Inbound (Webhooks to NATS)

Transform incoming HTTP requests from third-party services (like GitHub, Jira, or a legacy building management system) into NATS messages.

  • Authentication: The gateway manages NATS tokens so external services can securely "speak" to your NATS bus without having a NATS client.

Outbound (NATS to Webhooks)

Route NATS events to external notification platforms.

  • Alerting: When the Rule-Router detects an issue, it publishes to an alerts.> subject. The HTTP-Gateway picks this up and sends a formatted notification to Slack, Microsoft Teams, Ntfy, or any custom REST API.

3. Stateful Alarms (KV Stacking)

A common challenge in IoT is "Alarm Fatigue"—getting 100 emails because a sensor is flickering around a threshold.

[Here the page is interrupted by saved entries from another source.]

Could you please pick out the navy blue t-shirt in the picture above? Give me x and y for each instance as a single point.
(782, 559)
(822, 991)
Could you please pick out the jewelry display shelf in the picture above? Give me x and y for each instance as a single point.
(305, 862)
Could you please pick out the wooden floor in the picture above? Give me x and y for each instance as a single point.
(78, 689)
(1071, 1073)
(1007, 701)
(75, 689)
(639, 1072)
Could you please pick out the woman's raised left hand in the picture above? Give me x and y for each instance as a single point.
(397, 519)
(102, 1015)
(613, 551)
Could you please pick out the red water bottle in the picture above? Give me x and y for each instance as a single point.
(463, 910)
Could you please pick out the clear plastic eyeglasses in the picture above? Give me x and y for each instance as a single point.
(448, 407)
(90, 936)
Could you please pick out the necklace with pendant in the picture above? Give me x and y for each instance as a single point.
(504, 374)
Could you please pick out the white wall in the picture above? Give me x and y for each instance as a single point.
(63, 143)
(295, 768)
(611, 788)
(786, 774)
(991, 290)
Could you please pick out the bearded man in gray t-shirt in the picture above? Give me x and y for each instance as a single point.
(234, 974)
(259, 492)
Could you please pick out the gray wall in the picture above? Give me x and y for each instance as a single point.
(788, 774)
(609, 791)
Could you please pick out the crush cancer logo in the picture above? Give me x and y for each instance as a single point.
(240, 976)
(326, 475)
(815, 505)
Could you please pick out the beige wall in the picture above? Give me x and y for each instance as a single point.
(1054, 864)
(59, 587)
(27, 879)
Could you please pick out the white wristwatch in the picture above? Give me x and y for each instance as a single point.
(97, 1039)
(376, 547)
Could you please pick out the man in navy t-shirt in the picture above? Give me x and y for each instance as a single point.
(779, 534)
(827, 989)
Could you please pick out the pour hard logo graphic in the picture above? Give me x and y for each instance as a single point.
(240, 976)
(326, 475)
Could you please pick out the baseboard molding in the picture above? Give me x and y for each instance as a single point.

Stone Age solves this using Stateful Alarms via NATS KV stacking.

The Pattern

Instead of sending an alert every time a condition is met, the Rule-Router manages the state in a dedicated NATS KV bucket:

  1. Threshold Hit: The Router checks if an alarm already exists in KV for alarms.device_01.high_temp.
  2. State Check: If the key doesn't exist, it writes the alarm to KV and triggers an outbound notification (Slack).
  3. De-duplication: If the key already exists, the Router knows the administrator has already been notified and stays quiet.
  4. Auto-Clear: When the temperature returns to normal, a separate rule deletes the KV key, effectively "clearing" the alarm and optionally sending a "Recovery" notification.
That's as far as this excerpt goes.